Coda File System

Re: I: R: Coda and VPOPMAIL

From: Greg Troxel <gdt_at_fnord.ir.bbn.com>
Date: 05 Jul 2001 19:44:40 -0400
  The fsync handling is kind of heavy (almost paranoid). When the kernel
  received an fsync call the container file is synced and an upcall is
  sent to venus which then forces a system wide sync (don't know why, just
  noticed it now), and flushes all pending RVM operations to disk.

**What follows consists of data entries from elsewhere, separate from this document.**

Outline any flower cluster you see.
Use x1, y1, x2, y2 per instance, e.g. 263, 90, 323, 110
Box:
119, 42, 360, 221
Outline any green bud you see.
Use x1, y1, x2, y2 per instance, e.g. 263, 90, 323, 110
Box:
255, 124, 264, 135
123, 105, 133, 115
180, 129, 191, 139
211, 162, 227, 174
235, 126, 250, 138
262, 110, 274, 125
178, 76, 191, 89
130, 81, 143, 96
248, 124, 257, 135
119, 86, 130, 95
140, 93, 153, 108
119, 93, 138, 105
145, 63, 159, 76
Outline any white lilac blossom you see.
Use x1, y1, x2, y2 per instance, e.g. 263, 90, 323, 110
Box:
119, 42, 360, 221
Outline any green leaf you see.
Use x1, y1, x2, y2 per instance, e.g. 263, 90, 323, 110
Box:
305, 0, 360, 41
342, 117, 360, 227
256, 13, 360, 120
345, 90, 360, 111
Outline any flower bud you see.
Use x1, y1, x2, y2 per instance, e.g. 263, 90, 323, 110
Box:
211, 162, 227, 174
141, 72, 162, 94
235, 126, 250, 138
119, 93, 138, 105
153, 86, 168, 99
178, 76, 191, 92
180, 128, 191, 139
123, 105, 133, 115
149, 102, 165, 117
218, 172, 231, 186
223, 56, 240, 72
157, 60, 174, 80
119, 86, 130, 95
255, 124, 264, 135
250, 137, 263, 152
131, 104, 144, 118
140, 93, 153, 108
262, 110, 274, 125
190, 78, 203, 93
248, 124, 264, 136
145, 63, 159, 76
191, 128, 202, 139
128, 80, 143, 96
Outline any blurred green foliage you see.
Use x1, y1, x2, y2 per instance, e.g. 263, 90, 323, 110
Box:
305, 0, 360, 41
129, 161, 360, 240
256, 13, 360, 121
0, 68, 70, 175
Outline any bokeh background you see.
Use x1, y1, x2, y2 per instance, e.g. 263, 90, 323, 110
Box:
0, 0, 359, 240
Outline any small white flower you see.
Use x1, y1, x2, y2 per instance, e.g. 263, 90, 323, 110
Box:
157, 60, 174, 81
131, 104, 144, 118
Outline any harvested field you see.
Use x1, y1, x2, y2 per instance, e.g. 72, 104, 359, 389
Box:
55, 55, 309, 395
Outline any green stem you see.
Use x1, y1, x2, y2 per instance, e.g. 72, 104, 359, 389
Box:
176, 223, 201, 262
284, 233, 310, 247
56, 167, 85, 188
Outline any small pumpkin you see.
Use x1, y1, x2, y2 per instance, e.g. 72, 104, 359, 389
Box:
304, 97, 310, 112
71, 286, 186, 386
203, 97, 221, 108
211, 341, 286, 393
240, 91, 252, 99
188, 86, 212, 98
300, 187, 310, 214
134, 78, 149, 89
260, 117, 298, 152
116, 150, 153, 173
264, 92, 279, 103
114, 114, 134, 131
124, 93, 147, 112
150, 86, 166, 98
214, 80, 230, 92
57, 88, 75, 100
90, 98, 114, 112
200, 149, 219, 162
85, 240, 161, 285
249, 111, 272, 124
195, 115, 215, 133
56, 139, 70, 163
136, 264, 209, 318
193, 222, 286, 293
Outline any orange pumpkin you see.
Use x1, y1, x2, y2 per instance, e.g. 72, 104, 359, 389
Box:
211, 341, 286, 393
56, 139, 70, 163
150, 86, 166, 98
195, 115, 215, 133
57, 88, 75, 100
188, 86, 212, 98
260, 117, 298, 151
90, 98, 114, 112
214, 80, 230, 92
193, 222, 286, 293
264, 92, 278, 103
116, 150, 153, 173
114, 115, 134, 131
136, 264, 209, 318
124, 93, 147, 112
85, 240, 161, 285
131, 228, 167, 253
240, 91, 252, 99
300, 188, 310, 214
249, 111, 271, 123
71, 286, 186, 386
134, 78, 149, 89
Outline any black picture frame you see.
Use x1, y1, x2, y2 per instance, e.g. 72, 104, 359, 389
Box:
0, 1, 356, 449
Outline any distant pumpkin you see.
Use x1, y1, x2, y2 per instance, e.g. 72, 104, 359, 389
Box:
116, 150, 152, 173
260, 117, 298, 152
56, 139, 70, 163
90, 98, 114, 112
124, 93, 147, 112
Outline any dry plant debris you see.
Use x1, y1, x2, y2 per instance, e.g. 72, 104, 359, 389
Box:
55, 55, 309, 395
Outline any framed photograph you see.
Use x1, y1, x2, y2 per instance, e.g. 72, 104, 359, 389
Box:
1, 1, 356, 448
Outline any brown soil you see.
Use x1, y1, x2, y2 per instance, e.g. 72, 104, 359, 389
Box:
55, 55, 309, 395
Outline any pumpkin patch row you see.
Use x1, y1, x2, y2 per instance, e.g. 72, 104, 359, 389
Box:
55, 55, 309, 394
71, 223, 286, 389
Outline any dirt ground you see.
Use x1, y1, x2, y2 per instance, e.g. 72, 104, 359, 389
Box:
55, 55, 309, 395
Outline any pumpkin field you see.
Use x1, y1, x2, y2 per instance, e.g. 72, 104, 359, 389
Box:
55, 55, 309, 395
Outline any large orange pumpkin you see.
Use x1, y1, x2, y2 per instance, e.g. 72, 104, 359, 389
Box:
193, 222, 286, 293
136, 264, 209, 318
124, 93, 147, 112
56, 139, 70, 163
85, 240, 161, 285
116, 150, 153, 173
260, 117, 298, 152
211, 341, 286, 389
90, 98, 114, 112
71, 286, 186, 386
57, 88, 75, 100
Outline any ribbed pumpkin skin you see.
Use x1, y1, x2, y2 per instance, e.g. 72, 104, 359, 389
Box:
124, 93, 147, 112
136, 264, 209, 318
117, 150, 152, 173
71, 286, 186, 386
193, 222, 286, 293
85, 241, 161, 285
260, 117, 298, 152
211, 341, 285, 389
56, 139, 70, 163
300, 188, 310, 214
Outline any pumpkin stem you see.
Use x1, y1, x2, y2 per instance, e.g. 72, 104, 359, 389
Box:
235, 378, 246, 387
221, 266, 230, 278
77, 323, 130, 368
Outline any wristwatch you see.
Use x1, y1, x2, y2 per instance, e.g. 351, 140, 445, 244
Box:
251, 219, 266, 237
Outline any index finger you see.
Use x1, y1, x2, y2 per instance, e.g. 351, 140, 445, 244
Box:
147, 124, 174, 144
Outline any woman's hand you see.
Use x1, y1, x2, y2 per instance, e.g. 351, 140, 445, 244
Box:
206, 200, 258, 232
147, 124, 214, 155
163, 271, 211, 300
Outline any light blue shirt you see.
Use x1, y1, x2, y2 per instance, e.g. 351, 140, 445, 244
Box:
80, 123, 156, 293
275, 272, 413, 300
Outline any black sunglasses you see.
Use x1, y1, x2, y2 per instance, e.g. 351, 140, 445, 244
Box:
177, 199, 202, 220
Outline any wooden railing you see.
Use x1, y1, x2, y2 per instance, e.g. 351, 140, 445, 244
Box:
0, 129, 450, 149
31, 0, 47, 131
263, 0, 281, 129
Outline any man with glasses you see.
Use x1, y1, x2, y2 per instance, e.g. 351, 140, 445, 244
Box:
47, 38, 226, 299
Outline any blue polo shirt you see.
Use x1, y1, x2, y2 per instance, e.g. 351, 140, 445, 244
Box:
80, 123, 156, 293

Arguably this could be reduced to checkpointing RVM (isn't that what
the R part is for anway?) and fsync'ing the container file for the
file in question.  IMHO, the result of fsync should be to guarantee
that the file contents have hit stable storage so that they won't be
lost in the case of a system crash.

  However, the following 'close' is not forced to disk but will be flushed
  only after about 30 seconds. So if the machine crashes before that time,
  venus will during startup see that the owrite flag is still set and
  discard the file. As the normal 'dirty buffer flush' time (at least on

This strikes me as broken.  Just because a file has not been closed
doesn't mean that the write should be aborted.  This is probably messy
to change, as it might require splitting the local and remote
semantics, so that fsync safely gets bits to disk locally but does not
necessarily invoke a Store to the server.  I would treat a crash as an
implied Store on restart; it's similar to what would happen if the
client program exited.

  Linux) is about 30 seconds, we would get exactly the same consistency
  guarantees when fsync is not used at all.

  Fsync should maybe force a store of the file to the servers, this way
  logfiles would get updated even when the file is kept open, and fsync
  would actually provides some sort of reliability guarantee. It would on
  the other hand likely be more expensive than the current
  fsync(containerfile)/sync()/rvm-flush sequence.

Perhaps, but it should do something sensible even in disconnected mode.

An option would be to have fsync act like a close, so that a Store
would be either done or added to the CML, followed by an open, so that
the file remains in the same state.  Actually, this would probably
take care of the earlier problem.

While this would get expensive on appending logfiles, write
disconnected mode should be able to coalesce the stores.  But I
suppose one could make a new CML entry type "append" which is like
Store but only sends the new bits should this be a big deal.